At the 1992 Olympic trials in Indianapolis, Lisa swam in the 100, 200, 400 and 800-meter freestyle events. In an extremely competitive field of American women competitors, one of her best showings was in the 400 freestyle where she placed fifth with a time of 4:15.57.

== International competition ==
Jacob won three gold medals in the 200-meter freestyle, the 4×100-meter relay, and the 4×200-meter relay at the 1991 Pan American Games in Havana.

== Stanford ==
She attended Stanford University from 1992-1996, where she swam for the Stanford Cardinal swimming and diving team under Hall of Fame Coach Skip Kenney.

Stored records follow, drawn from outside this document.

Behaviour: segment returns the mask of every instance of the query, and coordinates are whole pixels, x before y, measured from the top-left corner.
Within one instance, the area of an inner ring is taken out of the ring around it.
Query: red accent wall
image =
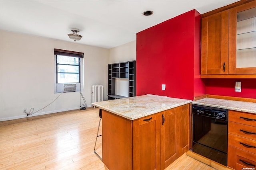
[[[235,91],[236,81],[241,82],[241,92]],[[209,78],[206,89],[207,94],[256,99],[256,79]]]
[[[137,34],[137,96],[192,100],[206,94],[200,78],[200,14],[192,10]]]

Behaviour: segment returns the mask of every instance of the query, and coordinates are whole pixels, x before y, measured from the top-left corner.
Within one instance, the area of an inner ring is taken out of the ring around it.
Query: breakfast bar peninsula
[[[102,109],[102,161],[116,170],[164,170],[190,149],[191,101],[148,94]]]

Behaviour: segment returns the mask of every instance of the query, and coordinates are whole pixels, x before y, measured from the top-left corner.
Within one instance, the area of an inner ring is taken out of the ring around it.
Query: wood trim
[[[239,12],[245,10],[254,8],[256,6],[256,0],[254,0],[250,2],[249,2],[243,5],[238,6],[237,12]]]
[[[213,168],[219,170],[232,170],[229,168],[224,166],[220,164],[211,160],[210,159],[205,158],[202,156],[192,152],[191,150],[188,150],[187,151],[187,155],[194,158],[202,162],[203,162],[206,165],[209,165]]]
[[[236,8],[229,10],[228,74],[236,74]]]
[[[194,101],[195,101],[196,100],[200,100],[200,99],[202,99],[204,98],[206,98],[206,94],[204,94],[203,95],[200,96],[194,97]]]
[[[201,17],[202,18],[225,10],[228,10],[232,8],[234,8],[240,5],[255,1],[255,0],[241,0],[240,1],[233,3],[233,4],[223,6],[223,7],[220,8],[209,12],[206,12],[206,13],[203,14],[201,15]]]
[[[84,53],[80,52],[72,51],[68,50],[62,50],[61,49],[54,49],[54,51],[61,52],[62,53],[72,53],[72,54],[84,55]]]
[[[224,96],[213,95],[212,94],[207,94],[206,96],[209,98],[214,98],[216,99],[226,99],[227,100],[236,100],[241,102],[251,102],[256,103],[256,99],[251,98],[240,98],[238,97],[226,96]]]
[[[54,55],[63,55],[67,56],[74,57],[75,57],[84,58],[84,53],[60,49],[54,49]]]
[[[201,75],[202,78],[256,78],[256,74],[251,74]]]

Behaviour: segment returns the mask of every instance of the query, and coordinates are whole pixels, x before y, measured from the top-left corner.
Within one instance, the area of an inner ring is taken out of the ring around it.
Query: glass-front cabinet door
[[[230,10],[229,74],[256,74],[256,1]]]

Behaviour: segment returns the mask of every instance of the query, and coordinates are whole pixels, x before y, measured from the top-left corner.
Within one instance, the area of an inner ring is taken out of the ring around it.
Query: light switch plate
[[[165,84],[162,85],[162,90],[165,90]]]
[[[241,86],[241,82],[236,82],[235,91],[236,92],[241,92],[241,90],[242,86]]]

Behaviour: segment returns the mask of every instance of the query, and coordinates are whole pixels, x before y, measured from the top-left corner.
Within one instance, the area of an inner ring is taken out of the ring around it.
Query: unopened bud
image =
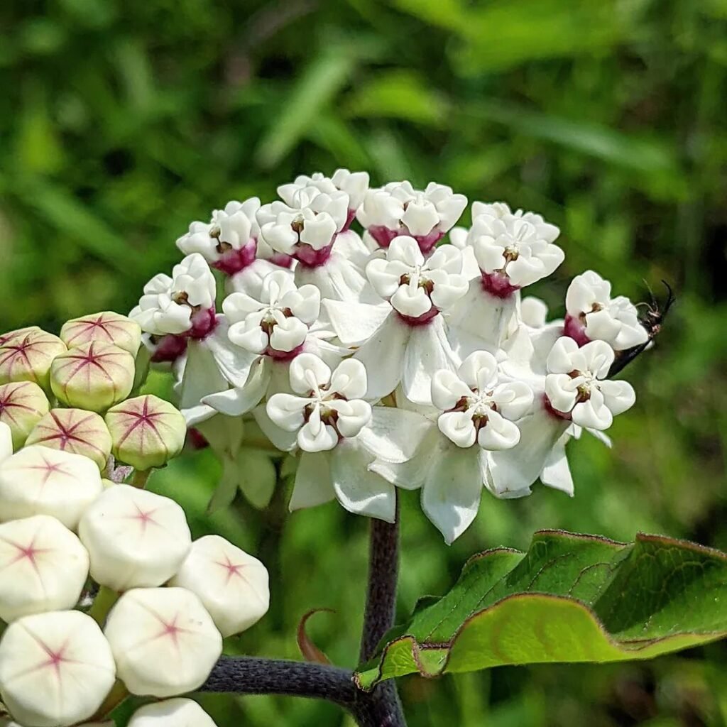
[[[129,395],[134,372],[134,357],[128,351],[92,341],[56,358],[51,387],[69,406],[104,411]]]
[[[12,433],[12,446],[20,449],[50,405],[43,390],[32,381],[18,381],[0,386],[0,422]]]
[[[0,641],[0,696],[21,724],[57,727],[87,720],[115,678],[108,642],[79,611],[23,616]]]
[[[174,500],[130,485],[105,490],[84,513],[79,536],[91,557],[92,577],[116,591],[161,585],[192,542]]]
[[[177,697],[137,710],[129,727],[217,727],[212,717],[191,699]]]
[[[57,336],[40,329],[12,337],[0,345],[0,384],[32,381],[47,391],[51,364],[66,350]]]
[[[192,544],[172,585],[199,596],[222,636],[249,628],[270,606],[268,569],[219,535],[206,535]]]
[[[0,462],[0,521],[49,515],[75,530],[103,489],[98,467],[87,457],[25,447]]]
[[[199,598],[184,588],[134,588],[111,609],[105,629],[119,678],[132,694],[158,697],[204,683],[222,640]]]
[[[72,608],[89,574],[81,541],[55,518],[0,525],[0,619]]]
[[[60,337],[68,348],[96,341],[119,346],[135,356],[141,344],[141,326],[126,316],[105,310],[65,323]]]
[[[106,412],[113,456],[137,470],[162,467],[184,446],[182,413],[153,394],[127,399]]]
[[[25,444],[82,454],[100,470],[111,454],[111,435],[103,419],[84,409],[52,409],[36,425]]]

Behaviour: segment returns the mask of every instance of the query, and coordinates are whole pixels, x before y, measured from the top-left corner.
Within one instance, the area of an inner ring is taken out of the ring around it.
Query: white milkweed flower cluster
[[[126,398],[141,337],[108,313],[60,337],[0,336],[0,701],[17,727],[108,724],[117,681],[194,691],[222,639],[268,610],[262,563],[218,536],[193,541],[177,502],[124,483],[177,456],[187,431],[169,402]],[[179,698],[130,724],[214,727]]]
[[[563,262],[560,230],[502,202],[475,202],[465,230],[466,198],[435,182],[374,188],[338,169],[278,192],[193,223],[186,257],[129,314],[225,471],[274,481],[270,458],[289,452],[292,509],[335,499],[390,521],[395,488],[420,489],[447,542],[483,489],[521,497],[539,478],[572,494],[566,443],[608,441],[634,403],[608,377],[648,340],[635,307],[588,271],[548,321],[521,290]]]

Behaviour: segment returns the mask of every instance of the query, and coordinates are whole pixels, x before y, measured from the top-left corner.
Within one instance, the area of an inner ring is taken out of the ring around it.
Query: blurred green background
[[[534,529],[639,530],[727,549],[727,0],[4,0],[0,4],[0,329],[125,311],[178,258],[174,239],[230,198],[296,174],[367,169],[503,199],[563,230],[565,264],[534,286],[562,312],[595,268],[678,302],[632,365],[636,406],[608,451],[571,445],[577,496],[486,496],[446,547],[403,507],[402,616],[466,558]],[[230,648],[295,656],[310,630],[357,653],[366,528],[335,505],[244,502],[206,518],[220,469],[190,454],[153,487],[270,569],[268,616]],[[727,725],[727,647],[646,665],[504,668],[407,678],[411,727]],[[206,698],[220,727],[350,725],[335,708]]]

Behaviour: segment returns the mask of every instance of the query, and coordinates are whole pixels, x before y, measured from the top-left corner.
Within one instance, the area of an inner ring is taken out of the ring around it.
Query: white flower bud
[[[113,456],[137,470],[162,467],[184,446],[187,425],[182,412],[153,394],[112,406],[104,419]]]
[[[75,530],[103,489],[90,459],[34,444],[0,463],[0,521],[50,515]]]
[[[141,345],[141,327],[126,316],[104,310],[63,324],[60,338],[68,348],[97,341],[119,346],[135,356]]]
[[[268,611],[268,569],[220,537],[196,540],[170,584],[196,593],[224,638],[257,623]]]
[[[89,555],[55,518],[0,525],[0,619],[72,608],[89,574]]]
[[[104,630],[119,678],[132,694],[174,696],[204,683],[222,640],[199,598],[185,588],[134,588]]]
[[[216,727],[216,725],[197,702],[177,697],[137,710],[129,727]]]
[[[103,470],[111,454],[111,435],[103,419],[84,409],[52,409],[33,427],[25,444],[62,449],[92,459]]]
[[[51,364],[65,350],[57,336],[40,329],[12,337],[0,345],[0,384],[32,381],[48,391]]]
[[[134,371],[128,351],[92,341],[56,356],[50,383],[53,393],[68,406],[104,411],[129,395]]]
[[[0,696],[23,724],[58,727],[88,719],[115,679],[108,642],[79,611],[23,616],[0,640]]]
[[[184,510],[174,500],[130,485],[105,490],[81,518],[79,537],[92,577],[116,591],[166,582],[192,542]]]
[[[12,444],[20,449],[33,427],[48,413],[50,405],[43,390],[31,381],[0,386],[0,422],[12,433]]]

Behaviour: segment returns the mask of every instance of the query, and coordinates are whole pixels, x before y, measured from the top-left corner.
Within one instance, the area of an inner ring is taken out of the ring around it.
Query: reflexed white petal
[[[477,515],[482,492],[479,449],[454,444],[433,457],[422,488],[422,509],[450,545]]]
[[[467,411],[446,411],[437,419],[437,426],[458,447],[471,447],[477,439],[472,415]]]
[[[604,403],[614,417],[631,409],[636,401],[636,393],[627,381],[602,381],[599,387]]]
[[[432,403],[442,411],[446,411],[454,409],[462,397],[470,396],[472,390],[457,374],[443,369],[435,371],[432,377],[431,394]]]
[[[289,505],[291,511],[315,507],[336,497],[329,457],[328,452],[301,452]]]
[[[298,394],[324,386],[331,380],[331,369],[313,353],[301,353],[290,363],[290,385]]]
[[[432,377],[441,369],[453,369],[455,364],[454,353],[446,339],[441,316],[436,316],[425,326],[412,328],[404,354],[401,377],[406,397],[414,403],[430,403]],[[370,378],[371,368],[367,366],[366,371]]]
[[[336,367],[331,377],[331,391],[337,391],[347,399],[360,399],[366,395],[366,373],[364,364],[355,358],[347,358]]]
[[[394,487],[366,467],[372,457],[355,440],[345,441],[331,454],[331,475],[338,502],[350,513],[394,521]]]
[[[477,443],[483,449],[497,451],[512,449],[520,441],[520,430],[516,424],[501,417],[497,411],[488,415],[487,424],[481,427],[477,435]]]

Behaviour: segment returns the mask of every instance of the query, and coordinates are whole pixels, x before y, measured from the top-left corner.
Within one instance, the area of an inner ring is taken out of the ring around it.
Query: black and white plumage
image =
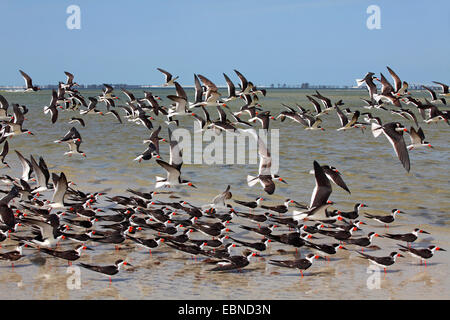
[[[359,253],[361,255],[361,258],[367,259],[370,262],[372,262],[373,264],[381,267],[384,269],[384,271],[386,272],[386,268],[392,266],[395,263],[395,260],[397,259],[397,257],[403,257],[403,255],[397,253],[397,252],[391,252],[390,255],[386,256],[386,257],[376,257],[376,256],[371,256],[359,251],[356,251],[357,253]]]
[[[409,129],[409,137],[411,138],[411,144],[407,146],[408,151],[412,149],[418,149],[423,147],[433,148],[433,146],[425,141],[425,134],[423,133],[422,128],[416,131],[413,127]]]
[[[58,120],[58,109],[56,107],[56,102],[58,100],[58,96],[56,91],[52,90],[52,100],[50,101],[50,105],[44,107],[44,113],[47,114],[50,112],[52,116],[52,123],[55,123]]]
[[[26,89],[24,92],[31,92],[31,91],[38,91],[41,90],[38,86],[33,86],[33,80],[31,77],[23,72],[22,70],[19,70],[20,74],[22,75],[23,79],[25,80]]]
[[[267,149],[266,144],[261,139],[261,137],[253,129],[249,129],[247,132],[250,132],[256,139],[258,143],[258,155],[259,155],[258,175],[256,177],[251,175],[247,176],[248,186],[252,187],[259,182],[261,186],[264,188],[265,192],[267,192],[268,194],[273,194],[275,192],[274,180],[278,180],[285,184],[287,184],[287,182],[280,176],[273,174],[271,172],[272,157],[270,155],[269,150]]]
[[[9,120],[8,116],[9,103],[4,96],[0,94],[0,120]]]
[[[381,133],[384,133],[386,138],[392,144],[394,151],[402,163],[407,172],[410,170],[409,153],[406,148],[406,143],[403,138],[403,132],[407,132],[406,129],[399,122],[389,122],[382,126],[372,123],[372,133],[374,137],[378,137]]]
[[[309,269],[312,266],[314,259],[317,259],[319,256],[313,253],[309,253],[305,258],[296,259],[296,260],[270,260],[269,263],[278,267],[283,268],[296,268],[300,270],[300,273],[303,277],[303,271]]]
[[[342,179],[342,175],[338,169],[336,169],[333,166],[329,166],[329,165],[323,165],[321,167],[323,169],[323,172],[325,173],[325,175],[331,182],[335,183],[336,185],[338,185],[339,187],[341,187],[348,193],[351,193],[350,189],[345,184],[344,179]],[[315,172],[314,170],[311,170],[309,173],[314,174],[314,172]]]
[[[167,86],[173,86],[174,85],[174,81],[178,79],[178,77],[173,77],[172,74],[164,69],[161,68],[156,68],[156,70],[158,70],[159,72],[162,72],[165,76],[165,82],[163,84],[163,86],[167,87]]]
[[[375,79],[374,77],[375,73],[373,72],[368,72],[363,79],[357,79],[356,83],[358,86],[363,85],[364,83],[367,86],[367,90],[369,90],[369,96],[370,99],[372,100],[374,98],[374,95],[377,94],[377,86],[375,85],[375,83],[373,82],[373,79]]]
[[[313,165],[316,185],[311,195],[311,202],[309,204],[310,209],[326,204],[332,192],[330,180],[323,168],[317,161],[314,161]]]
[[[75,117],[72,117],[72,118],[70,118],[70,121],[68,122],[68,123],[76,123],[76,122],[78,122],[79,124],[81,124],[83,127],[86,127],[86,123],[84,122],[84,120],[82,119],[82,118],[75,118]]]

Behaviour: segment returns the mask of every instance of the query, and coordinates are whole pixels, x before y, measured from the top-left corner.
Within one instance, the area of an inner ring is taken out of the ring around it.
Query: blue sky
[[[81,29],[69,30],[69,5]],[[369,5],[381,29],[369,30]],[[0,84],[160,84],[161,67],[193,83],[225,84],[233,69],[256,84],[353,85],[391,66],[410,83],[450,82],[449,1],[3,0]]]

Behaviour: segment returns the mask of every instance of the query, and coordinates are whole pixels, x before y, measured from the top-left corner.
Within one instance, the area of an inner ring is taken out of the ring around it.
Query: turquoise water
[[[186,90],[192,97],[193,92]],[[222,89],[225,94],[226,90]],[[142,97],[142,90],[132,90],[137,97]],[[153,94],[163,98],[161,105],[167,105],[172,89],[152,89]],[[364,91],[352,90],[320,90],[320,92],[337,101],[342,99],[345,107],[361,112],[370,111],[380,116],[384,123],[400,121],[406,127],[412,122],[383,111],[362,109],[366,97]],[[82,90],[85,97],[95,96],[100,90]],[[314,93],[311,90],[269,90],[267,97],[260,102],[264,110],[271,110],[277,115],[284,108],[281,103],[295,107],[299,103],[305,108],[312,108],[306,95]],[[123,118],[124,124],[119,124],[112,115],[82,115],[72,111],[60,112],[55,124],[51,124],[50,115],[43,113],[43,107],[50,101],[51,92],[12,93],[1,92],[11,103],[26,105],[30,111],[25,115],[24,127],[31,130],[34,136],[18,136],[8,139],[10,153],[6,161],[11,169],[1,169],[2,174],[18,176],[20,163],[14,150],[28,157],[30,154],[43,156],[50,171],[63,171],[69,180],[77,183],[83,191],[106,191],[108,195],[127,195],[127,188],[151,191],[154,188],[155,175],[164,175],[162,168],[153,160],[134,162],[133,159],[143,152],[146,145],[142,140],[148,138],[149,131]],[[116,94],[125,99],[116,90]],[[422,92],[413,92],[414,96],[423,97]],[[122,100],[123,101],[123,100]],[[229,103],[233,111],[242,105],[240,101]],[[408,108],[413,108],[407,106]],[[99,103],[99,109],[104,110]],[[342,108],[342,109],[343,109]],[[363,110],[363,111],[362,111]],[[10,110],[12,112],[12,109]],[[216,111],[210,110],[213,118]],[[420,116],[416,112],[418,119]],[[87,158],[79,156],[63,156],[68,151],[63,144],[53,141],[61,138],[72,126],[67,122],[71,117],[82,117],[86,127],[77,126],[82,138],[81,149]],[[247,119],[246,116],[243,119]],[[182,194],[193,204],[204,204],[215,195],[231,185],[233,199],[252,200],[263,196],[266,205],[281,204],[284,199],[291,198],[309,203],[314,188],[314,177],[309,174],[313,160],[321,164],[337,167],[350,190],[351,195],[333,185],[331,199],[335,207],[341,210],[351,210],[356,202],[368,205],[367,212],[388,214],[391,209],[399,208],[406,214],[399,215],[397,221],[389,228],[392,232],[409,232],[415,227],[423,228],[432,234],[418,240],[418,245],[437,244],[450,248],[448,236],[450,192],[448,191],[448,173],[450,165],[450,147],[448,144],[449,126],[444,123],[427,125],[420,123],[427,140],[434,149],[413,150],[410,152],[411,172],[408,174],[395,156],[393,148],[384,136],[375,139],[369,131],[350,130],[337,132],[340,126],[335,112],[321,116],[325,131],[305,131],[300,125],[286,120],[272,121],[271,128],[279,130],[279,163],[278,174],[285,178],[288,184],[277,184],[275,194],[268,196],[260,186],[250,188],[246,184],[248,174],[255,175],[258,164],[232,165],[196,165],[186,164],[182,176],[192,180],[197,189]],[[165,119],[159,117],[153,121],[155,127],[163,124]],[[193,127],[193,119],[180,118],[181,127],[189,130]],[[259,126],[259,124],[257,125]],[[167,138],[163,124],[161,136]],[[405,136],[407,143],[409,138]],[[204,143],[206,146],[208,143]],[[167,144],[161,144],[161,153],[168,157]],[[0,186],[1,188],[1,186]],[[6,189],[3,187],[2,189]],[[46,194],[47,196],[47,194]],[[51,196],[51,194],[48,194]],[[167,196],[161,195],[161,199]],[[231,204],[233,202],[230,202]],[[101,202],[101,205],[106,203]],[[291,209],[292,210],[292,209]],[[244,220],[237,218],[232,230],[235,236],[243,239],[256,240],[254,234],[242,232],[237,227]],[[248,224],[248,222],[245,222]],[[372,230],[383,233],[384,227],[376,222],[368,222],[362,227],[363,232]],[[282,229],[277,232],[287,231]],[[329,242],[329,239],[322,241]],[[7,250],[10,242],[4,242],[3,250]],[[388,239],[376,239],[375,244],[381,250],[374,255],[384,255],[396,247],[395,242]],[[190,260],[186,255],[173,252],[163,245],[154,250],[152,256],[145,250],[133,248],[122,249],[111,253],[111,246],[93,245],[95,252],[83,256],[80,261],[95,264],[109,264],[117,257],[131,260],[133,268],[121,271],[112,285],[100,275],[81,270],[81,289],[69,290],[66,280],[69,274],[67,266],[61,260],[48,258],[45,265],[33,263],[36,253],[25,249],[29,257],[16,263],[14,269],[6,262],[0,263],[0,298],[35,298],[35,299],[71,299],[71,298],[199,298],[199,299],[359,299],[362,296],[369,299],[378,298],[449,298],[448,283],[448,252],[437,252],[427,268],[417,265],[416,260],[404,258],[392,268],[392,272],[381,276],[381,289],[370,290],[366,282],[367,261],[359,259],[352,251],[339,253],[335,261],[330,263],[317,260],[300,278],[295,270],[281,269],[271,266],[263,260],[251,263],[243,273],[213,274],[199,261]],[[281,255],[279,249],[286,247],[272,244],[264,253],[264,259],[293,258],[294,251]],[[236,249],[236,254],[240,248]],[[302,255],[307,249],[302,248]],[[37,255],[39,256],[39,255]],[[42,256],[45,257],[45,256]],[[47,258],[47,257],[46,257]],[[8,294],[6,295],[6,292]]]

She won three Pacific-10 Conference championships and two NCAA championships in the 1995–96 season at Stanford.

== 1996 Olympics ==
The highlight of her career was at the 1996 Summer Olympics in Atlanta, where as a member of the United States team led by Hall of Fame Coach Richard Quick, she won gold medals in both the 4×100 freestyle relay where the American team swam a combined 3:29.29 in the finals. At Atlanta, in the 4×200 freestyle relay where the American team swam a combined time of 7:59.87.

Lisa was married in Santa Barbara, CA in 2004 and resides with her husband outside of Washington, D.C.